(Las leyes de la frontera, 2012)
Actes Sud, 2014, 352 pages
Traduction d'Aleksandar Grujicic et d'Elisabeth Beyer
Durant l’été 1978, à Gérone, Ignacio Cañas, un adolescent banal va
rejoindre un groupe de petites frappes mené par Zarco et où il côtoie
l’attirante Tere. Les membres de la bande sont issus de milieux défavorisés et
vivent en marge de la ville (et de la société), alors que Cañas mène une vie
certes sans faste mais classique, de l’autre côté de la
« frontière ». Pendant quelques mois, il va goûter au frisson du
danger alors que l’Espagne est en pleine transition démocratique et se cherche
encore, quelques années après le décès de Franco.
Vingt ans plus tard, Cañas, devenu avocat, est amené à défendre Zarco. Ce
dernier est désormais un délinquant notoire qui a même pris une dimension
mythique.
« Il est … naturel que Zarco se
soit transformé en un hors-la-loi héroïque qui, pour les journalistes et même
pour certains historiens, incarne la soif de liberté et les espoirs déçus des années
héroïques du passage de la dictature à la démocratie en Espagne. » (p. 319)
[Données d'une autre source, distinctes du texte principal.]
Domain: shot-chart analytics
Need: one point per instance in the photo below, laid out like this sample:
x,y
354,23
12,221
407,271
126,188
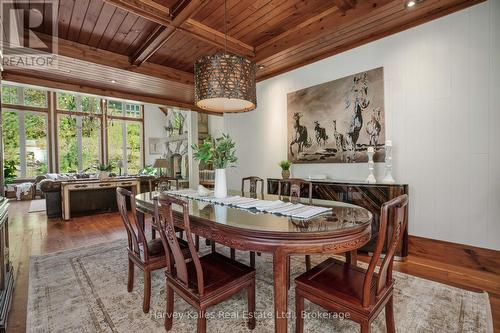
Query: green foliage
x,y
9,95
66,101
149,170
35,97
285,165
9,171
220,152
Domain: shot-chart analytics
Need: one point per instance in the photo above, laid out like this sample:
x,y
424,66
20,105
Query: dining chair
x,y
203,281
342,287
148,255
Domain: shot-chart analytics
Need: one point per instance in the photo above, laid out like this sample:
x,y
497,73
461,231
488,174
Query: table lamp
x,y
160,163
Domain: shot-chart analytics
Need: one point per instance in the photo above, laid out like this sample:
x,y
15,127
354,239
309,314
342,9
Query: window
x,y
24,96
25,142
79,132
125,135
25,132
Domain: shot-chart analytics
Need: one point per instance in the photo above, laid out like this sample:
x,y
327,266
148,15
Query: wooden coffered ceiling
x,y
146,49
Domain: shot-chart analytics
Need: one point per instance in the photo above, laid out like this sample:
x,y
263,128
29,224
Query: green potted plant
x,y
221,153
104,170
285,168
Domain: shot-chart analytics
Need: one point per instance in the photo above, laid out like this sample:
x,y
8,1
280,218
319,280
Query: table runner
x,y
278,207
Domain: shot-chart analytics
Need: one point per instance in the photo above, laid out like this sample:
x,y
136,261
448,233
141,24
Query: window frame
x,y
21,109
78,114
125,120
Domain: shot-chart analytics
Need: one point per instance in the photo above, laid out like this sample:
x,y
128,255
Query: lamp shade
x,y
160,163
225,83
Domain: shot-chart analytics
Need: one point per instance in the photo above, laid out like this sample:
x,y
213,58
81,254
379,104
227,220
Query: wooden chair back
x,y
162,179
164,218
295,188
392,219
137,242
253,186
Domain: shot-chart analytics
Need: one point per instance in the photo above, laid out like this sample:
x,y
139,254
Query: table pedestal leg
x,y
280,267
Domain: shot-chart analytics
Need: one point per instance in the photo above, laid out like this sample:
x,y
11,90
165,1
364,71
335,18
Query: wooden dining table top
x,y
343,218
343,229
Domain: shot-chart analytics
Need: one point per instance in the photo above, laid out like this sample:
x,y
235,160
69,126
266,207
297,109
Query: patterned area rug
x,y
84,290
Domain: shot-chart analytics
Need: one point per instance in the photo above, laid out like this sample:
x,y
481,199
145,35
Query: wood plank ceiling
x,y
146,49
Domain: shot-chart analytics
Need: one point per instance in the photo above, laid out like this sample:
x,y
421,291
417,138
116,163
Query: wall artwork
x,y
336,121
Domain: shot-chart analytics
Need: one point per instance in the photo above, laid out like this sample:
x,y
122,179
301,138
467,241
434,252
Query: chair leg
x,y
299,313
169,309
251,305
201,322
147,291
233,254
365,326
288,272
130,284
389,316
252,259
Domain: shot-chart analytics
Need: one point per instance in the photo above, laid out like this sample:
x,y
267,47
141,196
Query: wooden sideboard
x,y
94,186
369,196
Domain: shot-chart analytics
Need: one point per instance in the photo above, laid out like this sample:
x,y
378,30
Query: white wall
x,y
442,82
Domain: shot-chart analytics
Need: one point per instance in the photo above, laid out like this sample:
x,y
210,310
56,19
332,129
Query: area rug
x,y
84,290
37,206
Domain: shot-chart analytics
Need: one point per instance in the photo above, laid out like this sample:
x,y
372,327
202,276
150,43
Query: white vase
x,y
220,190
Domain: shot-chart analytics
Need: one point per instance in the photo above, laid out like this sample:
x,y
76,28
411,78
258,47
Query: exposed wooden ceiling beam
x,y
37,80
163,33
147,9
86,53
217,38
344,5
315,28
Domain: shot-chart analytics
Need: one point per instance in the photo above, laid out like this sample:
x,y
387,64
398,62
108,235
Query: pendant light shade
x,y
225,82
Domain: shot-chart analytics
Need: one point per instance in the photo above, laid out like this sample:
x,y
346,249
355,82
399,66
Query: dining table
x,y
343,229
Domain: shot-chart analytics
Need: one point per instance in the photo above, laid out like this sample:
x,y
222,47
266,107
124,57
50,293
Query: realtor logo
x,y
29,36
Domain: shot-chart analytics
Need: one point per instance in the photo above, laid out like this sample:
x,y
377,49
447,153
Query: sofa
x,y
84,202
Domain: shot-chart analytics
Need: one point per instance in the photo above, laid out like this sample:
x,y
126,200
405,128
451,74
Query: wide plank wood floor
x,y
34,234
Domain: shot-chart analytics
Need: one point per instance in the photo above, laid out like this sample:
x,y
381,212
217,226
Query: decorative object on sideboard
x,y
285,168
371,177
225,82
336,121
388,179
160,163
221,153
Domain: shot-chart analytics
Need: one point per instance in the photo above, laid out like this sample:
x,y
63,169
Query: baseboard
x,y
476,258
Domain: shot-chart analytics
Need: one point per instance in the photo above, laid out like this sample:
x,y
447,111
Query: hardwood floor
x,y
33,234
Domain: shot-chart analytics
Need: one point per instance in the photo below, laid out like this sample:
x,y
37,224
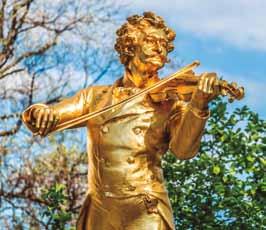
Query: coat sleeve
x,y
66,109
185,127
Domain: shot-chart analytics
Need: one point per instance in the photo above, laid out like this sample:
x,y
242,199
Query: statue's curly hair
x,y
127,34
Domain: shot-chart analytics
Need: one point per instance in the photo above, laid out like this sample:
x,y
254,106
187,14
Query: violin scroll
x,y
231,90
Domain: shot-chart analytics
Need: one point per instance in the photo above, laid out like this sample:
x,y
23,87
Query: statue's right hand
x,y
44,120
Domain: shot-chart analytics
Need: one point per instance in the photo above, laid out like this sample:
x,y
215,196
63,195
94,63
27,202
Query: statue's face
x,y
151,51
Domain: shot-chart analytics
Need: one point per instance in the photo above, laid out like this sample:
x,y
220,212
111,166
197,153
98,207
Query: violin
x,y
184,86
181,84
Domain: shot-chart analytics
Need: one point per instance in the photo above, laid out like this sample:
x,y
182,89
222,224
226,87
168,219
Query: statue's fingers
x,y
44,122
205,84
39,113
211,84
49,123
55,121
201,81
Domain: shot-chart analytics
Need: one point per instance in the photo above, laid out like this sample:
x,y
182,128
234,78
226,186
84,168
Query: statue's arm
x,y
186,127
41,118
187,124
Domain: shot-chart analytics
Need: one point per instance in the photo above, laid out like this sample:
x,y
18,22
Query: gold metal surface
x,y
128,130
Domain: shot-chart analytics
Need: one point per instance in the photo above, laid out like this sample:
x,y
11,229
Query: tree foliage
x,y
224,187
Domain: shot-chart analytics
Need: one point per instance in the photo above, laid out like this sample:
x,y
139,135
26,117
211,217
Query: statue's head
x,y
144,41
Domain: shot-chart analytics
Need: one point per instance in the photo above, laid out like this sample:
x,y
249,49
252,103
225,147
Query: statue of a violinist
x,y
133,123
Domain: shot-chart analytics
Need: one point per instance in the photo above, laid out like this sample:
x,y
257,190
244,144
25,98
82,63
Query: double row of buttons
x,y
105,129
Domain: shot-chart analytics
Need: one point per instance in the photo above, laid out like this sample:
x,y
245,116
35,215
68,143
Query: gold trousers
x,y
131,213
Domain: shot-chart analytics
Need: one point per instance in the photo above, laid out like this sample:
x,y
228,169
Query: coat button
x,y
131,188
130,160
105,129
137,130
152,177
107,163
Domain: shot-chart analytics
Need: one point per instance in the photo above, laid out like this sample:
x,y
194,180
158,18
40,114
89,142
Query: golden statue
x,y
135,121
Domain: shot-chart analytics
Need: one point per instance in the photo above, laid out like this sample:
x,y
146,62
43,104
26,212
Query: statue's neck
x,y
137,79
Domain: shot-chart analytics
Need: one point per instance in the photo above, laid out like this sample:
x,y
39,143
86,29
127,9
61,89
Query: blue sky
x,y
228,37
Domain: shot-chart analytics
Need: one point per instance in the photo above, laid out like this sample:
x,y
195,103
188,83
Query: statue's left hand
x,y
205,91
45,119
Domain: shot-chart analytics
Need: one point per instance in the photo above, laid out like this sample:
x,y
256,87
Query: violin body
x,y
184,86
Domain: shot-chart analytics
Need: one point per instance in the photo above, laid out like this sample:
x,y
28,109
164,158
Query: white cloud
x,y
241,23
254,89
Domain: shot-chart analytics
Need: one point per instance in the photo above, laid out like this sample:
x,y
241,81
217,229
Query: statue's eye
x,y
150,40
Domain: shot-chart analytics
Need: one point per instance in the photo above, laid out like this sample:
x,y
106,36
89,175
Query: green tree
x,y
224,187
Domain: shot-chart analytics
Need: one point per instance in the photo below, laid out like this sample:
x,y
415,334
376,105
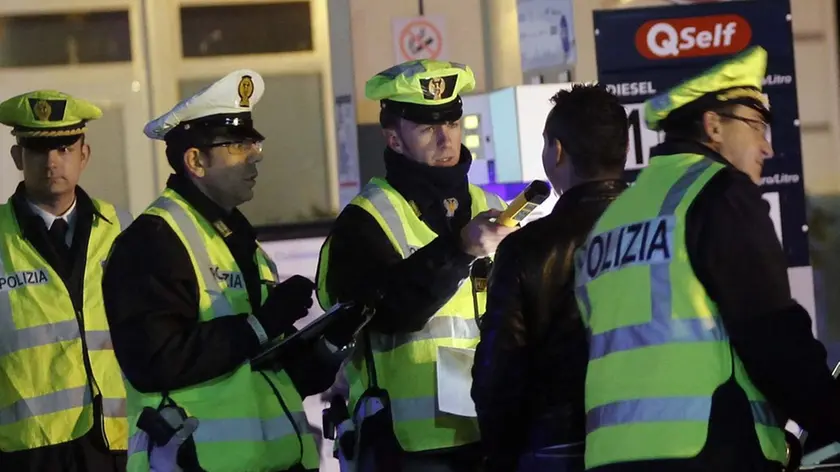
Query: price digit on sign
x,y
641,138
775,212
Le point de fort de ce livre vient de sa
construction. En effet, dans la seconde partie l’auteur a choisi le mode de
l’enquête sous forme de dialogues menés par un écrivain chargé d’écrire un
livre sur Zarco. Pour cela, il discute principalement avec Cañas mais aussi avec
d’autres protagonistes plus « lointains » (ils n’ont jamais côtoyé
Zarco à double-titre). Ainsi, la progression de l’intrigue se fait par le biais
de ces échanges où chacun, l’avocat en premier lieu, doit creuser plus dans ce
qu’il est, dans l’idée qu’il se fait de lui et de Zarco, dans la représentation
de la société que dans ses souvenirs. Plus les questionnements s’accumulent,
plus la complexité et la subtilité de la réflexion se révèlent.
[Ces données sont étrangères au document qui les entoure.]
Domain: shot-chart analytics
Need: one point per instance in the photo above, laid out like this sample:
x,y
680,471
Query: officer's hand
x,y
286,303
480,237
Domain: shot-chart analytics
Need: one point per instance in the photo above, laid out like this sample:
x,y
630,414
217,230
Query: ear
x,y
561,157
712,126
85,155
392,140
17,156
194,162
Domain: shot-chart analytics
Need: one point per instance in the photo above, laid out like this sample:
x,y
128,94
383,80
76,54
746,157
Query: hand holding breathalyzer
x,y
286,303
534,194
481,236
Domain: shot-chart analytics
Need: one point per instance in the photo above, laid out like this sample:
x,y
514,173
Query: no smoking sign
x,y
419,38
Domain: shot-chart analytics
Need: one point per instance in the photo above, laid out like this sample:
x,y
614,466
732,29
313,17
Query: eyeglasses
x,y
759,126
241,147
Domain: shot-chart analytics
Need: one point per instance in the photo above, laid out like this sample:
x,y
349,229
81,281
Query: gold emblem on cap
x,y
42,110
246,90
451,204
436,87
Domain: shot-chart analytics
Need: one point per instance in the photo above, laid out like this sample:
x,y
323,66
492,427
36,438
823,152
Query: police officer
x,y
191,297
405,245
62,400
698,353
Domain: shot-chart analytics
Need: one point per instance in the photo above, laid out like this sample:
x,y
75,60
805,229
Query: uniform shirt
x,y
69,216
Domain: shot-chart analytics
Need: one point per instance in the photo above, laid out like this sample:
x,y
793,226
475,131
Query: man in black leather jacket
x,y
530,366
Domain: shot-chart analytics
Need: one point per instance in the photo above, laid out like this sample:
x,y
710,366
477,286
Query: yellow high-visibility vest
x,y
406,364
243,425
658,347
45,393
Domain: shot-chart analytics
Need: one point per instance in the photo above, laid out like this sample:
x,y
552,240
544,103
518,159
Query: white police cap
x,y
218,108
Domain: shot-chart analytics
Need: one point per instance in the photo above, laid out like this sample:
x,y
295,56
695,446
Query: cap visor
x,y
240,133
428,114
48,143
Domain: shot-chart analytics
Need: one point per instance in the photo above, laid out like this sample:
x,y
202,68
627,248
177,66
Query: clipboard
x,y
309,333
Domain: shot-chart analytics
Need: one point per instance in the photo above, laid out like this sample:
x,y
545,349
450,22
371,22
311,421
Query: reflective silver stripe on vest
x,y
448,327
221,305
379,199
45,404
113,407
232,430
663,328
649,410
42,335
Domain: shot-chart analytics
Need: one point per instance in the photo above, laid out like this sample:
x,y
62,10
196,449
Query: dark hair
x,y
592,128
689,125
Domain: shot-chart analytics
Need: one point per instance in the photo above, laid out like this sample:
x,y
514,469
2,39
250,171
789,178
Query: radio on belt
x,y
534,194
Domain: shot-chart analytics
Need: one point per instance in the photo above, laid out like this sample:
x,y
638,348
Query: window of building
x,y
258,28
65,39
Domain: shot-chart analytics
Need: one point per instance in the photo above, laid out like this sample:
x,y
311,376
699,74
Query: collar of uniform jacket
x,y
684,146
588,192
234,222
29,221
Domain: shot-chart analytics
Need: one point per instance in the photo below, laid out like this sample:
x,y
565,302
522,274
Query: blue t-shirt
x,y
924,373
Les personnages sont crédibles, notamment du fait de leurs
ambiguïtés, de leurs failles. L’exploration que réalise Cercas dans une volonté
de distinguer la personne du personnage est particulièrement convaincante. De
même, l’étude des relations entre Cañas (en tant qu’homme, pas en tant que professionnel
du droit) et Zarco et leurs parcours respectifs sont un des piliers de ce
roman.
En revanche, il m’a semblé que l’histoire prenait parfois trop le pas sur
les thèmes que l’auteur s’engageait à explorer. On reste sur sa faim notamment
en ce qui concerne les questions relatives à la justice /vs/ la morale et
surtout la place de l’avocat pénaliste. Cercas évoque évidemment la porosité
inhérente à cette profession mais, comme pour d’autres points, il l’introduit
puis l’abandonne plus ou moins au lecteur. La technique a le mérite d’obliger ce
dernier à s’investir mais une incursion plus marquée de l’écrivain aurait
instauré à travers le roman un dialogue bienvenu.
Quelques banalités m’ont également étonnée de la part de cet auteur. Elles
sont rares mais sautent d’autant plus aux yeux.
En dépit d’aspects qui m’ont paru maladroits ou légèrement décevants, ce
livre est une réussite parce qu’il nous
laisse avec plus de questions que de réponses. Les personnages ne sont pas
les seuls malmenés : le lecteur doit lui aussi s’adapter à cette quête où
la vérité s’échappe sans cesse, si tant est qu’il y en ait une.